A Salvadoran mother talks to a UNHCR staff member at a registration centre in southern Mexico.

A Salvadoran mother talks to a UNHCR staff member at a registration centre in southern Mexico. © UNHCR/Pierre-Marc Rene

This is a summary of what was said by UNHCR spokesperson Aikaterini Kitidi  to whom quoted text may be attributed  at today’s press briefing at the Palais des Nations in Geneva.

UNHCR, the UN Refugee Agency, is supporting Mexico to strengthen and expand its asylum procedures, amid a sharp increase in the number of people seeking asylum in the country.

In the first quarter of 2021, Mexico’s Commission for Refugee Assistance, COMAR, registered 22,606 new asylum applications. This was 31 per cent more than in the first quarter of 2020 and a 77 per cent increase from the same period in 2019. March 2021 marked an all-time high for monthly asylum claims, as they reached 9,076.

It continues a pre-pandemic upward trend that started in 2014, as the country expanded its capacity to process asylum claims and integrate refugees. Between 2014 and 2019, the number of asylum claims registered in Mexico jumped from 2,137 to 70,302 – an increase by over 3,000 per cent.

Last year marked a break in the rising trend, when COVID-19-related movement restrictions and border closures led to a significant drop in asylum applications. As countries eased restrictions, asylum claims in Mexico resumed their pre-pandemic upward trajectory.

The majority of asylum applications are related to violence affecting hundreds of thousands of people in parts of Central America, including threats, forced recruitment, extortion, sexual violence and murder.
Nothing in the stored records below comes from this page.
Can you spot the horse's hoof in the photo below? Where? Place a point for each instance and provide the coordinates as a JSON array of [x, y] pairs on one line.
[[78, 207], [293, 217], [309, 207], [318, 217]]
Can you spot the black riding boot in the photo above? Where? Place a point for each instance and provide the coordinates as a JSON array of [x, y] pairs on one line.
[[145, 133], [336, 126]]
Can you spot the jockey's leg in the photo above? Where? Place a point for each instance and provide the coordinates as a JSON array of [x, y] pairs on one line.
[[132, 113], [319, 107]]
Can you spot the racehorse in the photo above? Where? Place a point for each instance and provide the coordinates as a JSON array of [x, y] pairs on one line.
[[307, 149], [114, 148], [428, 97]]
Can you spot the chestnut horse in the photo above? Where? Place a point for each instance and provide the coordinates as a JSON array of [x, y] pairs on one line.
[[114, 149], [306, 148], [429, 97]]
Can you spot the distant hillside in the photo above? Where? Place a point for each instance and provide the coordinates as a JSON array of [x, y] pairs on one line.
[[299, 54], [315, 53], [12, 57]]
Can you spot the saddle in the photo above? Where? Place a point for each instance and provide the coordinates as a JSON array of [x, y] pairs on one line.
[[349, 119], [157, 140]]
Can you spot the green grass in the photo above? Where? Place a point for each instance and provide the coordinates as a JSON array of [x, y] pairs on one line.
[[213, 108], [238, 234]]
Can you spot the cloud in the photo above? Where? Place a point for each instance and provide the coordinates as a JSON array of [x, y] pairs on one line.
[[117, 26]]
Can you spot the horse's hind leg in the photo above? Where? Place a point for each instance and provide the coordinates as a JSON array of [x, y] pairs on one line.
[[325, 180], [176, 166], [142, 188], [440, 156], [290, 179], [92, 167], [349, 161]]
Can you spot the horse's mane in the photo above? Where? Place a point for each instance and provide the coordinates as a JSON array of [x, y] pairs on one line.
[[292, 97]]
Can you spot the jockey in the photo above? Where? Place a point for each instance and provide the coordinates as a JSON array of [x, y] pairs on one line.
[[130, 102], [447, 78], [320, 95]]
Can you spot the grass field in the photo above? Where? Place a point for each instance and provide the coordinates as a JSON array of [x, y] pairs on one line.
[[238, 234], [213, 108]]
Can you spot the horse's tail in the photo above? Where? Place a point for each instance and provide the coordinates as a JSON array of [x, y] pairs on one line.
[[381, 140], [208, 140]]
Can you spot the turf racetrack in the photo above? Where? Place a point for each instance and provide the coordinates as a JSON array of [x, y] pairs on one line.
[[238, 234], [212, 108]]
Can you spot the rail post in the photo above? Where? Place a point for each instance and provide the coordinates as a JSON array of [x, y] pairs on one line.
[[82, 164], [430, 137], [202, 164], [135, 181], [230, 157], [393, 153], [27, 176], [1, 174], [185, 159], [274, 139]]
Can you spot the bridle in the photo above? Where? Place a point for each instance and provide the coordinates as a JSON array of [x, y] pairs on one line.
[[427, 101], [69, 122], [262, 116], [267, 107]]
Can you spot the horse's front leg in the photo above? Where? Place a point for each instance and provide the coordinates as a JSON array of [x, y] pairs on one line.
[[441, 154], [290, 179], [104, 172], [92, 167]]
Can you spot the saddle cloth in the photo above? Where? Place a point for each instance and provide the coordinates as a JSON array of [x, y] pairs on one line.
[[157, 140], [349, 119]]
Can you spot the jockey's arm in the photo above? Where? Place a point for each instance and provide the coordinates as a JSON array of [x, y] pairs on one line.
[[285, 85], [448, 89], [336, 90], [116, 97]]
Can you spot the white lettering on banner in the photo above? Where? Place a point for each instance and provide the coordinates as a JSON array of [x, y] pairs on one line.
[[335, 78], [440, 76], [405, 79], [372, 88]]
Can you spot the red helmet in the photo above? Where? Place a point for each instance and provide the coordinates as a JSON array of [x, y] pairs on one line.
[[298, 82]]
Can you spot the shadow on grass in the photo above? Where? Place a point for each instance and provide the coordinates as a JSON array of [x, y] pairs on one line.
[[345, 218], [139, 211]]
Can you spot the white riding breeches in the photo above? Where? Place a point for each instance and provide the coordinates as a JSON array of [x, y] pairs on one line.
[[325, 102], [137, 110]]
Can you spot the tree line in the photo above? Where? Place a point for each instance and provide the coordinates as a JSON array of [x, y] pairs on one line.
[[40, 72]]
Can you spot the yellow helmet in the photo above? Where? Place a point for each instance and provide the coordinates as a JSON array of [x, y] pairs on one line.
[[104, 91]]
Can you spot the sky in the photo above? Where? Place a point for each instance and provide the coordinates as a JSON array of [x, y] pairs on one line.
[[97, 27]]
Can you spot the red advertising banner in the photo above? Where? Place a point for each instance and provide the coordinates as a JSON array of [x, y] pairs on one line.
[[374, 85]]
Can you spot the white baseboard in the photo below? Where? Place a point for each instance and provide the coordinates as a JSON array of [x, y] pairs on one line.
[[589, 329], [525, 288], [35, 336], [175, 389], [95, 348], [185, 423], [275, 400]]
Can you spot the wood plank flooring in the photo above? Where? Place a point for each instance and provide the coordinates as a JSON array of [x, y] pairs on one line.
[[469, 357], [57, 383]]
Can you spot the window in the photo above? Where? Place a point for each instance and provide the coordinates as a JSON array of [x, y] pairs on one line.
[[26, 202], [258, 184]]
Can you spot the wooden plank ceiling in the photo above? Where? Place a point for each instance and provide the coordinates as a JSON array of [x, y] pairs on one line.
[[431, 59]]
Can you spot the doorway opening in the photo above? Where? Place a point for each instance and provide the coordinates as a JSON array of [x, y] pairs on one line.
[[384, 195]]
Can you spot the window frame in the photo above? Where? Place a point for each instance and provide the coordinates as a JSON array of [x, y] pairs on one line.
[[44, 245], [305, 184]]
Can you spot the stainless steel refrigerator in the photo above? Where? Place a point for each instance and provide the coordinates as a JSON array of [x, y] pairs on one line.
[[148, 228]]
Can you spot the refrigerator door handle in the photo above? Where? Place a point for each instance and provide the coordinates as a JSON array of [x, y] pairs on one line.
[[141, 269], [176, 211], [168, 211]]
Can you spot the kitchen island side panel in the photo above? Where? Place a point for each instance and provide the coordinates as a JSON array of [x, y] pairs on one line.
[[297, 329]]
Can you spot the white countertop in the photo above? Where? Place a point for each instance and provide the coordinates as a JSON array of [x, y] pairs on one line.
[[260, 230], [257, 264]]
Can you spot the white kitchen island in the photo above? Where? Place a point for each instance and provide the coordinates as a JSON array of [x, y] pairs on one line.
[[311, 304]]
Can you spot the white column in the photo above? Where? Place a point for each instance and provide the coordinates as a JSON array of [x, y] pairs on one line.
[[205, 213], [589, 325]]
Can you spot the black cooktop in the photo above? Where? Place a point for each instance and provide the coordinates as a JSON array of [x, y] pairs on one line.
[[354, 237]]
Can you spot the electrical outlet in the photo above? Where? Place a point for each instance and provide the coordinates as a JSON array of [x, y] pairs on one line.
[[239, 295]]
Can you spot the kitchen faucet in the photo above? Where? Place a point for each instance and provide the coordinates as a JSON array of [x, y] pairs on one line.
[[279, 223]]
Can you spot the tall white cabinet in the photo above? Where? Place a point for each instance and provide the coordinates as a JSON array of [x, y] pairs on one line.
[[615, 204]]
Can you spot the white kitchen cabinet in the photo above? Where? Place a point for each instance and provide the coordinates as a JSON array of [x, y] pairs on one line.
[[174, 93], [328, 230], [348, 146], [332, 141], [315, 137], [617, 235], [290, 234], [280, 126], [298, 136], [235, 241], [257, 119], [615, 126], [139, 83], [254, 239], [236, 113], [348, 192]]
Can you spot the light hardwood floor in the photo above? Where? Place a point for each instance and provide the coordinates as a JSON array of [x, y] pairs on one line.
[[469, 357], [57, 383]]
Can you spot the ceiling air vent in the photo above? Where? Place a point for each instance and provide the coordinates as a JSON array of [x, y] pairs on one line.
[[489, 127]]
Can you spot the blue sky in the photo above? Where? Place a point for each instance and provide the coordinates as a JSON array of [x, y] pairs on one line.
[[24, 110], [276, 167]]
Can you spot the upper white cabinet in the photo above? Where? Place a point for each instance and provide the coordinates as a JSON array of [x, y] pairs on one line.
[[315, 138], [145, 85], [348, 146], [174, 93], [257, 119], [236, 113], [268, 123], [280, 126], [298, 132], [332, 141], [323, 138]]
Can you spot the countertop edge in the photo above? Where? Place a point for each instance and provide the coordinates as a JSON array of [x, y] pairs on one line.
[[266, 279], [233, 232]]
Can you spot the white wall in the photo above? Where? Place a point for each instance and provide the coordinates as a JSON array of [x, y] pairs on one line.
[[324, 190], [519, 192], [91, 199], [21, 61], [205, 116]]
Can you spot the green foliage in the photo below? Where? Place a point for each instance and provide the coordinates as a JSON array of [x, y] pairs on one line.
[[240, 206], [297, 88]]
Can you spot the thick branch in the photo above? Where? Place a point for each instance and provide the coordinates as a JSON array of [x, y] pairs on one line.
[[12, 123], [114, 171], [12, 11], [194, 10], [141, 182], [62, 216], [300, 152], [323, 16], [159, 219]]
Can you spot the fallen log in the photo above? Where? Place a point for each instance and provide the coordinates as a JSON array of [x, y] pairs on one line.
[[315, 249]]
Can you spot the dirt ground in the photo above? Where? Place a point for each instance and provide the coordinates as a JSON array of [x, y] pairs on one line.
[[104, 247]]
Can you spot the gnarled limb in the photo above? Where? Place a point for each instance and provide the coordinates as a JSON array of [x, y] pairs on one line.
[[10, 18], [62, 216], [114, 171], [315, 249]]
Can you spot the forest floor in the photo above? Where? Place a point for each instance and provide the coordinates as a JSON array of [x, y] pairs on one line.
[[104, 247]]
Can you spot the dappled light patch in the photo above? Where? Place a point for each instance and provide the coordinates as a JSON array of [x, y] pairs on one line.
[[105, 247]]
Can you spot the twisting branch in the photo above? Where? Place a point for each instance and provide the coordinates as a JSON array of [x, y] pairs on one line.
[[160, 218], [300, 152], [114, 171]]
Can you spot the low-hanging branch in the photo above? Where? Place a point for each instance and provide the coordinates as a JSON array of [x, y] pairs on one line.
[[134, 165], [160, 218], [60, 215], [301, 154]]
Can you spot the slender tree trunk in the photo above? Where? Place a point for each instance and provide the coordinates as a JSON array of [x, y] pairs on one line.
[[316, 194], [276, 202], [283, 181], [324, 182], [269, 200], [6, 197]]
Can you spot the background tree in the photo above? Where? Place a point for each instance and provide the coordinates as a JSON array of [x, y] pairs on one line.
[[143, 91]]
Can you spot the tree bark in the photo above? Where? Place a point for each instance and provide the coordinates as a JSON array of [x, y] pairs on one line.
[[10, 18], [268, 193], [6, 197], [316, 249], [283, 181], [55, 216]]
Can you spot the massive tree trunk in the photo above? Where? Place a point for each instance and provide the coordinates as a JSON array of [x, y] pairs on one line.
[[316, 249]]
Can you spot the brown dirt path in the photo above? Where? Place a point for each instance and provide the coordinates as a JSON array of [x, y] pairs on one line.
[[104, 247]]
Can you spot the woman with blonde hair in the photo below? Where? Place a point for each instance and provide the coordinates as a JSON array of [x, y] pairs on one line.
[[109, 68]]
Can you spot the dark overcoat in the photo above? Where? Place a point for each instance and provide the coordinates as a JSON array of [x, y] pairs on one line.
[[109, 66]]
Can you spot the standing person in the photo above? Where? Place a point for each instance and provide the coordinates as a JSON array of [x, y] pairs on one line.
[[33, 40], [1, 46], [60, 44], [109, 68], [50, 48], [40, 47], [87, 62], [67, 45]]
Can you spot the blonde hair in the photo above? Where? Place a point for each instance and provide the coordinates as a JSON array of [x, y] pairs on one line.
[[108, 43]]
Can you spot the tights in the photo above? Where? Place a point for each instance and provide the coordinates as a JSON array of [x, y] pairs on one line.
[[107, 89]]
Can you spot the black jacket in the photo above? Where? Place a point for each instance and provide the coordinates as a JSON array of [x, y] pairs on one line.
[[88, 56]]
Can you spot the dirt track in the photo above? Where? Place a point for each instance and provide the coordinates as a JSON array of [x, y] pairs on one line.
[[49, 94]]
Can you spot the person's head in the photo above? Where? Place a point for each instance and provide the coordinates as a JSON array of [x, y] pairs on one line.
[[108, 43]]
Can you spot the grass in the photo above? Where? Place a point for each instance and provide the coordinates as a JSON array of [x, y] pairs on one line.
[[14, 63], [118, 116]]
It is also an indication of the significant efforts Mexico is making to offer protection to those fleeing for their lives.

In anticipation of rising asylum numbers, since 2018 UNHCR has helped boost COMAR’s registration and case processing capacity, including through secondment of contractors and support to open a new processing center in the southern Mexican city of Tapachula in Chiapas.

We have also scaled up our own programmes to assist asylum seekers while their claims are being considered, and to help recognized refugees integrate into their host communities. Among others, we launched an innovative programme under which refugees are relocated and able to take advantage of job and educational opportunities in cities in central and northern Mexico.

Moreover, we are offering additional support to increase the capacity of more than 30 civil society shelters. In late 2020, UNHCR completed the construction of a new 300-bed shelter for asylum seekers and refugees in Tapachula. In 2021, UNHCR will complete the construction of a new shelter in the northern city of Monterrey for 80 persons, and another in San Cristobal de las Casas in southern Mexico for 100. More than 70 per cent of asylum claims in Mexico are made in the south, especially in Chiapas state.

Looking ahead in 2021, the needs are expected to remain high and we plan to continue supporting with shelter, access to asylum and relocation assistance, amongst other forms of aid. While Mexico was once considered a transit country for many of those fleeing from Central America, the recent rise in asylum claims confirms it has also become a place where many refugees can find protection and restart their lives.